FIG. 4 is a plan view (A) and a cross-sectional view (B) of a glass master used in an embodiment of an optical disk master exposure apparatus according to the present invention.
It is.

FIG. 5 is a diagram showing eccentricity detection in an optical disk master exposure apparatus according to an embodiment of the present invention.

FIG. 6 is a diagram illustrating a Te signal when the eccentricity is large.

FIG. 7 is a diagram showing a Te signal when the eccentricity is small.

FIGS. 8A and 8B are a diagram illustrating a lateral feed speed and a diagram illustrating a rotation speed of an example in which an air spindle and a slider unit are driven in a constant linear velocity mode.

[Explanation of symbols]

 Reference Signs List 10 resist master 11 turntable 12 air spindle motor 13 recording head 14 air slider 15 exposure optical system 16 pickup 17 exposure pickup 18, 19 groove 20 system control unit 21 drive control circuit 22 eccentricity calculation circuit

Claims (6)

[Claims] 1. A resist master is sucked and rotated on the spindle unit by using a spindle unit fixed on a surface plate and a slide unit installed in parallel with a center axis of the spindle unit. An exposure light source and a laser beam modulated by an optical system are condensed on the resist master by an objective lens installed on the slide unit to form a latent image in the optical disc master exposure apparatus. An optical disc master disc exposure apparatus, wherein the eccentricity is detected and the slide unit is driven in association with the eccentricity. 2. The optical disk master exposure apparatus according to claim 1, wherein the eccentricity detecting means for detecting the eccentricity is installed on a center axis of the spindle unit and the slide unit installed on the surface plate. Yes, using a pickup or the like used for an optical disk drive or the like as a detecting means,
An optical disk master exposure apparatus, wherein a signal obtained from the pickup is used as an eccentricity detection signal. 3. The optical disk master exposure apparatus according to claim 2, wherein the eccentricity detection signal detects a tracking error signal from concentric fine grooves formed at a plurality of pitches formed outside an exposure area of the resist master.
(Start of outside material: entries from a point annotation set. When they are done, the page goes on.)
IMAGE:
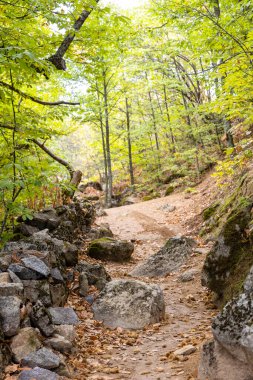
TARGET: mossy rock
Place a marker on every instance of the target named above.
(232, 250)
(109, 249)
(169, 190)
(151, 196)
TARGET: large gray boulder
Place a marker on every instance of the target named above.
(109, 249)
(38, 373)
(216, 363)
(232, 327)
(95, 273)
(230, 355)
(168, 259)
(64, 222)
(129, 304)
(41, 319)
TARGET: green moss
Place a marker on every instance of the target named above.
(234, 284)
(169, 190)
(154, 195)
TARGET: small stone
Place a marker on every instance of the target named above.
(185, 351)
(83, 284)
(38, 373)
(37, 290)
(43, 358)
(25, 273)
(14, 277)
(56, 275)
(188, 275)
(26, 342)
(40, 318)
(63, 316)
(4, 277)
(67, 331)
(5, 261)
(59, 343)
(110, 249)
(37, 265)
(59, 294)
(10, 315)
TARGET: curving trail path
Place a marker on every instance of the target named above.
(146, 355)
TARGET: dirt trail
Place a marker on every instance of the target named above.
(145, 355)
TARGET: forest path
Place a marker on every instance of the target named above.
(145, 355)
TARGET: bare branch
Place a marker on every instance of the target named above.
(54, 157)
(36, 100)
(57, 59)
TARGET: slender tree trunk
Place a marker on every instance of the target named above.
(107, 142)
(103, 144)
(154, 122)
(129, 142)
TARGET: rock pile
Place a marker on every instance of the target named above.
(33, 292)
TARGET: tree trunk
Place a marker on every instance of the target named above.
(130, 157)
(107, 142)
(103, 144)
(168, 118)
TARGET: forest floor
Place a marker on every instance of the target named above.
(106, 354)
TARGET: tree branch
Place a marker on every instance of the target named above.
(54, 157)
(36, 100)
(57, 59)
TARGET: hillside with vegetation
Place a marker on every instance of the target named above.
(105, 107)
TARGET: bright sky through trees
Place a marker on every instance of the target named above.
(125, 4)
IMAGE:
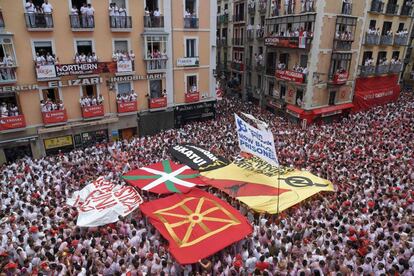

An optical disc master exposure apparatus, wherein the eccentricity of the resist master is calculated as needed from the tracking error signal and added to the slide control unit as an offset signal. 4. The optical disk master exposure apparatus according to claim 2, wherein the pickup is a single-axis pickup having only a focus servo control structure for following a surface deflection of the resist master which is rotationally attracted to the spindle unit. An optical disc master exposure apparatus characterized by the following: 5. The optical disk master exposure apparatus according to claim 3, wherein the control unit for the slide unit and the spindle unit is driven by a synchronization signal from a system control unit, thereby enabling spiral and concentric drive, and the eccentricity. An optical disc master exposure apparatus, characterized in that an offset signal whose amount has been calculated is added to the slide control unit so as to follow the eccentricity of the resist master. 6. The optical disk master exposure apparatus according to claim 3, wherein a resist master having an eccentricity detection groove outside the exposure area is used, and a resist layer is included in the exposure area.
An optical disk master exposure apparatus, wherein a concentric groove machined at a depth of 4 is formed, and the center of the concentric groove coincides with the center of the eccentricity detection groove.